Upgrading rental properties to be more efficient without paying attention to housing affordability runs the risk of creating housing that is only accessible to high-income residents.
Our new guide explains that if cities want to preserve—and hopefully grow—their stock of affordable housing, they must stipulate this as a priority, build and maintain partnerships within and outside local government, and design initiatives with low-income renters and renters of color in mind.
Take the example of Minneapolis, MN, featured in the guide. The 4d Affordable Housing Incentive program helps owners of unregulated affordable housing qualify for a state property tax abatement. Property owners can reduce their taxes by keeping at least 20% of units affordable to low-income residents. Participating properties can also join the city’s 4d Energy Efficiency program, which provides up to $50,000 in retrofit incentives per building. Our new guide features several case study cities and shows how cities can maximize the number of homes reached and achieve deep energy savings.
ACEEE’s initiative recognizes that renters deserve to benefit from advances in energy-saving technology just as much as owners, and that collectively we all benefit from upgrading our housing stock and preserving affordable housing. It has three main components:
- Continue the successful collaboration between ACEEE and the Urban Sustainability Directors Network.
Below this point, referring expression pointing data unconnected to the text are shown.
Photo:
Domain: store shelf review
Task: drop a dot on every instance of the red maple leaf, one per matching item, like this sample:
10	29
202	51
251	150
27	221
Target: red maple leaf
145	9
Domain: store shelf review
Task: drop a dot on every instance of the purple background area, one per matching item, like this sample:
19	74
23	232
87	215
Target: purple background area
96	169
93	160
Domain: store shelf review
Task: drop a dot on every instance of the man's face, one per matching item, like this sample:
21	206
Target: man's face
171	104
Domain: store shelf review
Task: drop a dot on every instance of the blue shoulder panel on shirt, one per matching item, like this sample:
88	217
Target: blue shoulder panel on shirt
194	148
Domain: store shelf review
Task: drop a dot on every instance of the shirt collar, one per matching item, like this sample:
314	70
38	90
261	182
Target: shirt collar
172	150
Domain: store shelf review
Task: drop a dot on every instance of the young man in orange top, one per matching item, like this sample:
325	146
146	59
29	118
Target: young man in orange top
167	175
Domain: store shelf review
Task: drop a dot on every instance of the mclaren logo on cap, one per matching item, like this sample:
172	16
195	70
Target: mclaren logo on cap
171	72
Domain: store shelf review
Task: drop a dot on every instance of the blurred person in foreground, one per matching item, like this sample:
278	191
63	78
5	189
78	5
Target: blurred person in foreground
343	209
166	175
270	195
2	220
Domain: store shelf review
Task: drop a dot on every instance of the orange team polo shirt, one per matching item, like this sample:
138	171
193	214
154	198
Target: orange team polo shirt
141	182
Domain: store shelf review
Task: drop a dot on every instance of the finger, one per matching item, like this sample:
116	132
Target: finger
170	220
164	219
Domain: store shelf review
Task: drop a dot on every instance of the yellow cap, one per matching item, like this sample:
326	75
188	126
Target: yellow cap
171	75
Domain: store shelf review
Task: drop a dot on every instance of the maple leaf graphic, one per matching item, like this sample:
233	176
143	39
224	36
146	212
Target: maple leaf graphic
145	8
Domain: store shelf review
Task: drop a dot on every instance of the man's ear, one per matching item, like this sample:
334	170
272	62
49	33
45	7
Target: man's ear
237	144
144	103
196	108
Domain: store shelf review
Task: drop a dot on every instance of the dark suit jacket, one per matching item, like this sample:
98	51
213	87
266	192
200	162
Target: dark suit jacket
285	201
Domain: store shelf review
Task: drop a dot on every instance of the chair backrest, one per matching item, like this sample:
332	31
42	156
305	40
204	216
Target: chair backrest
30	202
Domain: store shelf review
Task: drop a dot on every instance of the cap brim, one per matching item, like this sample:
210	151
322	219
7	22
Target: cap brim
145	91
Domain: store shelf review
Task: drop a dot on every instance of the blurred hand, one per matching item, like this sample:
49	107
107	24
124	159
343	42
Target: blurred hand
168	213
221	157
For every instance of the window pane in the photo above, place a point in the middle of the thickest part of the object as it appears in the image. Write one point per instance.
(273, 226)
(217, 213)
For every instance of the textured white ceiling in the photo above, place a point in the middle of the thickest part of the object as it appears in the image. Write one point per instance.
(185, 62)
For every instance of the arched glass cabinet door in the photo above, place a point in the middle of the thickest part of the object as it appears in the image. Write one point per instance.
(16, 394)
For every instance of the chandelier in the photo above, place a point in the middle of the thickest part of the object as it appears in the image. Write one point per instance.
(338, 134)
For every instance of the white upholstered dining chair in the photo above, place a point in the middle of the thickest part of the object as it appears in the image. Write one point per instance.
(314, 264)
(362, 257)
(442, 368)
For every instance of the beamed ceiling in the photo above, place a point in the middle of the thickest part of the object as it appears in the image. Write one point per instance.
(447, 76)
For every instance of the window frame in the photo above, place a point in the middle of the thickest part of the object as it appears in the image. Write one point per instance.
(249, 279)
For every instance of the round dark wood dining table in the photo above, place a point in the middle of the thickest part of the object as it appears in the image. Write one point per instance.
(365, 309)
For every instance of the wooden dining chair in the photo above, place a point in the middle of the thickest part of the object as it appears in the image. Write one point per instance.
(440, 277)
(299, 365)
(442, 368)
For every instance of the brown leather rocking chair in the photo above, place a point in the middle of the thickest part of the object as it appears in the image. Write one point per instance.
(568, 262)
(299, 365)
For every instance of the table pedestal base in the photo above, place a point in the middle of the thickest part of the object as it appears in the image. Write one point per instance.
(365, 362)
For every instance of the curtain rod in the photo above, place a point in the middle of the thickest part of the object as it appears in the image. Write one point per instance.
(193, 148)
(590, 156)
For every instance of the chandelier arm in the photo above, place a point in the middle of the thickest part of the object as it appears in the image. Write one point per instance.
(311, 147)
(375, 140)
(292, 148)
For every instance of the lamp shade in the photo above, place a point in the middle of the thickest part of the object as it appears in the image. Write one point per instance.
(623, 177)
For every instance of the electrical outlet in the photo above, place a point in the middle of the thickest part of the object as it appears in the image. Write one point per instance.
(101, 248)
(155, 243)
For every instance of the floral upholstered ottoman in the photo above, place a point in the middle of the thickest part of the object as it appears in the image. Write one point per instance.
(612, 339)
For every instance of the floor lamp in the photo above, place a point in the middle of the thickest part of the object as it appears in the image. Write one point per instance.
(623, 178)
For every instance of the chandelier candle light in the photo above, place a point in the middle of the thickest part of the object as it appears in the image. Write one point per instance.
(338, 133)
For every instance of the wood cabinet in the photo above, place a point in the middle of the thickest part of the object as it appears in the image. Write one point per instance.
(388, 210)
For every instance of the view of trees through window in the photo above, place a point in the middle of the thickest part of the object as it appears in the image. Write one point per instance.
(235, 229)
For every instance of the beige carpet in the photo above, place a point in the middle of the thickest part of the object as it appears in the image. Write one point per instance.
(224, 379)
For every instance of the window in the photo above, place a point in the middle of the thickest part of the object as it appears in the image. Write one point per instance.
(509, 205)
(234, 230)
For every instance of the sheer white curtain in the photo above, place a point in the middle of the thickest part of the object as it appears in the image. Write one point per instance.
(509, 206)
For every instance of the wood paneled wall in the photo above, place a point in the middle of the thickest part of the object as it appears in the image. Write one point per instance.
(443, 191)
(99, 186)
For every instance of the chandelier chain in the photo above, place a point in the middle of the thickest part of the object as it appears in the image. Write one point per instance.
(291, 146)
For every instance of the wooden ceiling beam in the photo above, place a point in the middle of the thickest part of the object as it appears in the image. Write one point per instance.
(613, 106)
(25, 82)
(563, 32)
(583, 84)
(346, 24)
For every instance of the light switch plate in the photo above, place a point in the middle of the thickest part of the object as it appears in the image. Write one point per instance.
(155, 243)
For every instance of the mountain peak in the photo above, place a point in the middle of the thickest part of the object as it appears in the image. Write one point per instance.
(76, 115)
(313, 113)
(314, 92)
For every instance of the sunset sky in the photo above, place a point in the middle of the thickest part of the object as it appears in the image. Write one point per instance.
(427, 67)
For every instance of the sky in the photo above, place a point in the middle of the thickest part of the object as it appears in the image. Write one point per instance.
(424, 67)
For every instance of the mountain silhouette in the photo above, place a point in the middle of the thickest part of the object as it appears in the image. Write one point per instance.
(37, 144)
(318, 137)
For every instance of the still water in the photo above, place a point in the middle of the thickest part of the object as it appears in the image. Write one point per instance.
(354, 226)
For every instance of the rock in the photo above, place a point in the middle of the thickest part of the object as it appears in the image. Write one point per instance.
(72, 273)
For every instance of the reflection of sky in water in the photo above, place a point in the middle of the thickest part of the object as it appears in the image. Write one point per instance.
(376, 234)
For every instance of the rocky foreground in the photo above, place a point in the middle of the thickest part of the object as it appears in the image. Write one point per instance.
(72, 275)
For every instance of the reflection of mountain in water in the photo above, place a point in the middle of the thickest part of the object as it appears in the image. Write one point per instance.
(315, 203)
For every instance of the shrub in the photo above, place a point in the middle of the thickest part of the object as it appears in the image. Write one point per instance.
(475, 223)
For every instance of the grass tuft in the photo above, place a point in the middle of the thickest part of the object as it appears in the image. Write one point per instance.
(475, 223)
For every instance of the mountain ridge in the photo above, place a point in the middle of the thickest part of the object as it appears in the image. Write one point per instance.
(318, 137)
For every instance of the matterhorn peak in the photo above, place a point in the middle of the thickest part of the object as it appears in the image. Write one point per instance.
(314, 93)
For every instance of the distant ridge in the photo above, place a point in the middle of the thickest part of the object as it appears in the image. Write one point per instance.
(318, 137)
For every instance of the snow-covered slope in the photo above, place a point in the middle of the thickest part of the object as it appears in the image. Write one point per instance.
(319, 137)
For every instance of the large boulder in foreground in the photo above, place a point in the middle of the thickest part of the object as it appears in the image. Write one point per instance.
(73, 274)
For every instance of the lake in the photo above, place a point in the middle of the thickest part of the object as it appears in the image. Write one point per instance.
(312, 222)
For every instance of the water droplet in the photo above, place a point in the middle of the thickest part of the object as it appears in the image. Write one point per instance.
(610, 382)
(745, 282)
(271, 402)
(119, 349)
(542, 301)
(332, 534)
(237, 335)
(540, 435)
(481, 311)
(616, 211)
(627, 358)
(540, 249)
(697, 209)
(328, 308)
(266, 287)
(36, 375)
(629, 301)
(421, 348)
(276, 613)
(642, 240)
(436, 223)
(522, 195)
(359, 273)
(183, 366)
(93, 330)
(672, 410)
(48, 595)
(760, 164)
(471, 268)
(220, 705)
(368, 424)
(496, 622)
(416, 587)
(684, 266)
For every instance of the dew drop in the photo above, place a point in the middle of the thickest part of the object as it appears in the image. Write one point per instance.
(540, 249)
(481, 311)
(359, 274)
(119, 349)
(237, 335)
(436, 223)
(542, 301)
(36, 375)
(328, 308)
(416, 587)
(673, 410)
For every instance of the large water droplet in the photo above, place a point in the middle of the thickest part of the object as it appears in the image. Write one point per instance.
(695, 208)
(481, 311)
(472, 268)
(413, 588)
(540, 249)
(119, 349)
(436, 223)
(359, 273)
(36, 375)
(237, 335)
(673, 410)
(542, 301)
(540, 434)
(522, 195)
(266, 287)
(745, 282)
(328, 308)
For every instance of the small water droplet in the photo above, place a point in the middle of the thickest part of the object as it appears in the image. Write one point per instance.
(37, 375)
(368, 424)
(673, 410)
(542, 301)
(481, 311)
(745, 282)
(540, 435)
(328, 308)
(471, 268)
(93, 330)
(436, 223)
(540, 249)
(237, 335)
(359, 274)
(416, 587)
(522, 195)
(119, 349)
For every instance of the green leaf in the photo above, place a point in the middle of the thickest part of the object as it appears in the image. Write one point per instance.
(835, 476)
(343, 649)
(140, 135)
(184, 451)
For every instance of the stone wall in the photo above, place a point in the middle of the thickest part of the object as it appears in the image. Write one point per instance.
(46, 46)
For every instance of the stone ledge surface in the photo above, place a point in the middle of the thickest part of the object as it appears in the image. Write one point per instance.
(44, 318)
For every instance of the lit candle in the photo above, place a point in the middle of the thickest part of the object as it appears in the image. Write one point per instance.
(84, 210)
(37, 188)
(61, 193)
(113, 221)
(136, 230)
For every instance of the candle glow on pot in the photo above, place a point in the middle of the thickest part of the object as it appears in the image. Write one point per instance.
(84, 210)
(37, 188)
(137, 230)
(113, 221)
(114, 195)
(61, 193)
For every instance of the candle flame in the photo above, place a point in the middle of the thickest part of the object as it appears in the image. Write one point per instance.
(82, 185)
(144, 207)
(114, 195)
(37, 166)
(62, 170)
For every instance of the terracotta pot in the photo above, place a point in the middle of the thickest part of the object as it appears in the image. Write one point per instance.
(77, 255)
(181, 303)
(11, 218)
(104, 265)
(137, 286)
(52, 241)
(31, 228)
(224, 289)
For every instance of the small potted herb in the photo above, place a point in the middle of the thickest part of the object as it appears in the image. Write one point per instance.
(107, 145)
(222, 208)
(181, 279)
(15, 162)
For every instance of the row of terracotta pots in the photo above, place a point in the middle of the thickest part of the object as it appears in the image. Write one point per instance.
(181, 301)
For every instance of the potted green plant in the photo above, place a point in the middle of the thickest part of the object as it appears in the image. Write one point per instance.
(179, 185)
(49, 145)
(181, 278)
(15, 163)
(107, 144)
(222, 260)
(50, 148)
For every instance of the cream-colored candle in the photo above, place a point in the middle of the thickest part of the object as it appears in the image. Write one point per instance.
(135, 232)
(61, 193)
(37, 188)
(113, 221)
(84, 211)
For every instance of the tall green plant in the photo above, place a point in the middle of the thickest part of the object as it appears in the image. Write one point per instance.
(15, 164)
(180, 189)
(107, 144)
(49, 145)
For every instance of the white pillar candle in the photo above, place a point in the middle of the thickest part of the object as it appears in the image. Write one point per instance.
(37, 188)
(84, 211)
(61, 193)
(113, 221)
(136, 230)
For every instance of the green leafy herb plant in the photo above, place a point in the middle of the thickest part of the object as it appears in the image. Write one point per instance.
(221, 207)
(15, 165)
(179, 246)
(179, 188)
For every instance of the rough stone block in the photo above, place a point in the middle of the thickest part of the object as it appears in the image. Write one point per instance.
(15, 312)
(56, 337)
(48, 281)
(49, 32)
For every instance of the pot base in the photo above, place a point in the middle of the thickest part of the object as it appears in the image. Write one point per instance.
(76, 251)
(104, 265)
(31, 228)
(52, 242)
Since summer 2020, this working group has provided a platform for local governments to exchange information about policies and programs designed to equitably improve the energy efficiency of rental properties.
- Work closely with a few cities and community-based organizations to prioritize energy efficiency. We will provide targeted, customized technical assistance in at least five cities to help local governments and community-based organizations design and implement programs.
- Track new policies, including through ACEEE’s City Clean Energy Scorecard, and provide update on notable policies.